The presence of Eddie Murphy doing his wiseguy thing guarantees some chuckles. Gabourey Sidibe, the young woman who was so moving in “Precious,” shows she has comic chops too in her small role of Ponzi loser Odessa.
Like most caper movies the premise is wildly improbable, but under the direction of Miami Beach native Bret Ratner, at least it’s fun.
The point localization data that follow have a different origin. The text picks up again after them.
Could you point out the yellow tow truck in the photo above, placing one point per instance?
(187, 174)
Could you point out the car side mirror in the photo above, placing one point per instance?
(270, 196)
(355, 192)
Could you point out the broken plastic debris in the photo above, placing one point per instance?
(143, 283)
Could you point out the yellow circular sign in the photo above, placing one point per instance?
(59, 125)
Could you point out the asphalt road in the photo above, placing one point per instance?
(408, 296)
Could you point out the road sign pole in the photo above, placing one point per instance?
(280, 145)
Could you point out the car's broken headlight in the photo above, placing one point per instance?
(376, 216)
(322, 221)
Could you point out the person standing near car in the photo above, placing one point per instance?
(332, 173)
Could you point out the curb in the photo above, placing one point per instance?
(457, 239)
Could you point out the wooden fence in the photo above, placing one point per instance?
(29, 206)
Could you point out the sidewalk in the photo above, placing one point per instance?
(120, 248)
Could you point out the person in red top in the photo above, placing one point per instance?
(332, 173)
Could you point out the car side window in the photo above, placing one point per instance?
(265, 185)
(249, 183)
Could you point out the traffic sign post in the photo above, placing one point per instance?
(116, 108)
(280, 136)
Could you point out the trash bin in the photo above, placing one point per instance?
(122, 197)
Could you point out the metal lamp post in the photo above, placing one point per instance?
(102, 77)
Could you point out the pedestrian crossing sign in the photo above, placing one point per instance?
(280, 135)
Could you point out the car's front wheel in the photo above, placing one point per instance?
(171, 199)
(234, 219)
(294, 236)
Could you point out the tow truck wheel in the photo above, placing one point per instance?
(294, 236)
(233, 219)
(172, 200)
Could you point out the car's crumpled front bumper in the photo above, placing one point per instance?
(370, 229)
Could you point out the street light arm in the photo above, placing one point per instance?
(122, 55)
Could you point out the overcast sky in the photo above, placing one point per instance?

"Gainsbourg" a Musical, Sexy French Romp

Love a sexy French film? “Gainsbourg” is your ticket.
“Gainsbourg: A Heroic Life” is the ironic title of a film by comic book artist Joann Sfar, inspired by the real life of French-Jewish artist, pianist, songwriter, singer and lover, Serge Gainsbourg.
Born Lucien Ginsburg to Russian-Jewish parents, Serge (Eric Elmosino) as he later re-named himself, was precocious musically and sexually. Lucien had an enormous hooked beak of a nose, which we see parodied in a cartoon puppet figure which represents his alter ego. We see Lucien rejected by girl because he is “too ugly,” but that never stopped the confident Serge-to-be.
Once Serge Gainsbourg became a musical star, women were only too happy to jump into his bed. In one notable scene we see him happily fornicating on the bed of rival artist Salvatore Dali.
“Gainsbourg’ is studded with celebrities of the 1960s era; most noticeably Brigitte Bardot (Laetitia Casta) who then was at the peak of her movie stardom. Other beauties he wooed and won were Juliette Greco (Anna Mouglalis) and Jane Birkin (Lucy Gordon).
Serge Gainsbourg never made much of an impact in the USA. The only song of his I remember is the torrid “Je T’Aime,” with its breathy feminine spoken lyric, which was banned in many parts. Judging from this film, Serge (he died in 1991 at age 63) was quite a guy. Eric Elmosino has already won Best Actor awards in France and New York’s Tribeca Film Festival). Serge Gainsbourg is vivid proof you never know what a woman is attracted to. His legacy lives on in his daughter, singer-actress Charlotte Gainsbourg.

Too Happy? "Son of No One" Will Bring You Down

“Son of No One” is a gloomy little film that reminds one how bad in was in New York City just a decade ago.
Channing Tatum stars as Jonathan “Milk” White, a rookie cop assigned to New York’s notoriously rough and violent 118th Precinct. It’s 2002 and Milk lives with his lovely young wife Kerry (Katie Holmes) on Staten Island.
When mysterious hand-written notes begin arriving at the office of much-raking newspaper reporter Loren Bridges (Juliette Binoche), evidence of a cover-up of two murders that occurred in 1986 begins to emerge. That’s all you need to know to realize this is probably not going to lead to a happy ending.
Writer-director Dito Montiel has Katie Holmes and Juliette Binoche playing against type as tough, angry, foul-mouthed women. Also playing against type is Tracy Morgan as a docile grown up but broken childhood friend of Milk.
Playing the types for which they are so well-known are Al Pacino, chief of the 118th in 1986 and Ray Liotta as his 2002 counterpart.
If nothing else, “Son of No One” is gritty and seems real. That’s what makes it such a downer.